L’Associazione Culturale Severiana sulle operazioni urbanistiche previste all’Idroscalo

Il Faro on line – “L’antica città di Ostia correva gli stessi ‘pericoli’ dell’attuale abitato dell’Idroscalo. Allora, perché se una città con più di 50.000 abitanti ha vissuto per secoli presso l’allora foce del fiume Tevere, si deve cancellare oggi una comunità di appena 2.000 abitanti invocando chissà quali possibili calamità naturali?”. E’ l’ennesima polemica dell’Associazione Culturale Severiana che punta il dito contro le scelte urbanistiche dell’amministrazione comunale, ribadendo come il profilo, il regime e la portata del Tevere siano rimasti sempre gli stessi. “Anche se oggi – spiega il presidente Andrea Schiavone – esistono le dighe a nord di Roma (per la produzione di energia elettrica). Anzi, è proprio l’esistenza di queste che consente di controllare ancora meglio il regime del Tevere, cosa invece non possibile in età romana. Infatti solo sotto Traiano si realizzò il canale artificiale oggi noto come Canale di Fiumicino proprio per consentire, in caso di piena, uno sfogo verso il mare alle acque del Tevere e quindi per liberare (in parte) Roma dal problema delle inondazioni. Tutti sanno che l’antica foce del Tevere era presso l’attuale Ponte della Scafa (distante chilometri dalla moderna linea di costa) ed è a tutti visibile quanto l’antica città di Ostia fosse vicino ad essa (lo stesso nome di Ostia significa ‘foce’). Addirittura – continua – presso la foce esistevano i famosi Navalia, i bacini per il ricovero delle navi da guerra, recentemente individuati con l’ausilio della prospezione magnetometrica (campagne 1996-2001). Quante analogie con gli attuali cantieri navali. Mai le fonti ci parlano di esondazioni catastrofiche, anzi (ad Ostia) i magazzini erano proprio sul lato del fiume, per consentire lo scarico delle merci dalle navi provenienti dal mare e che risalivano il Tevere. Avrebbero i romani rischiato di perdere il prezioso grano, merci e derrate per un’esondazione del fiume?”

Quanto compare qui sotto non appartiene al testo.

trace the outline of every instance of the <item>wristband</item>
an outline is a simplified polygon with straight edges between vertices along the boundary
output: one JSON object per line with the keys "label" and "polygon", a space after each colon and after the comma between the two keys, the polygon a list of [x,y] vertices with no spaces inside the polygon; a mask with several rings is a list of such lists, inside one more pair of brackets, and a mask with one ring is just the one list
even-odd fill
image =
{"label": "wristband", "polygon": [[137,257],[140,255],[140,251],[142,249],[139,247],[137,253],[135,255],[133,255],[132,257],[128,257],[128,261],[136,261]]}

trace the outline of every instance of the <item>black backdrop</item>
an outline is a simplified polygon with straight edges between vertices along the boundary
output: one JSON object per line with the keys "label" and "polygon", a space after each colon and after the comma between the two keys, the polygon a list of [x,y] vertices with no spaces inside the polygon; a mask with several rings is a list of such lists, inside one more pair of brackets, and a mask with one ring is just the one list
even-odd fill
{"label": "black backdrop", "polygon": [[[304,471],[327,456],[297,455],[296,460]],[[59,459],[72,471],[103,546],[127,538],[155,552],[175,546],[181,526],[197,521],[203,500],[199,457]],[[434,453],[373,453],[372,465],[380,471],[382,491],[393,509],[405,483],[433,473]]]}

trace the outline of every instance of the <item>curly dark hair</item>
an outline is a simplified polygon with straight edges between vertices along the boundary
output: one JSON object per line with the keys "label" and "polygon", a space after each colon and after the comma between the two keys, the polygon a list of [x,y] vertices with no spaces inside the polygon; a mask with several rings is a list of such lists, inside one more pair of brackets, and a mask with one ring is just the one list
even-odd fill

“Allora, se l’attuale Autorità di Bacino del fiume Tevere indica la zona dell’Idroscalo tra quelle a maggior rischio, dovrebbe ripassarsi la storia e non consentire invece l’edificazione in aree di esondazione a Nord di Roma, dove mai i romani costruirono. Oppure dirci la verità. E cioè – conclude Schiavone – che il rischio idrogeologico dipende soprattutto dalla pessima manutenzione degli argini (in alcuni punti, inesistenti), dal mancato dragaggio del fiume e dal selvaggio utilizzo delle sponde da parte dei circoli nautici”.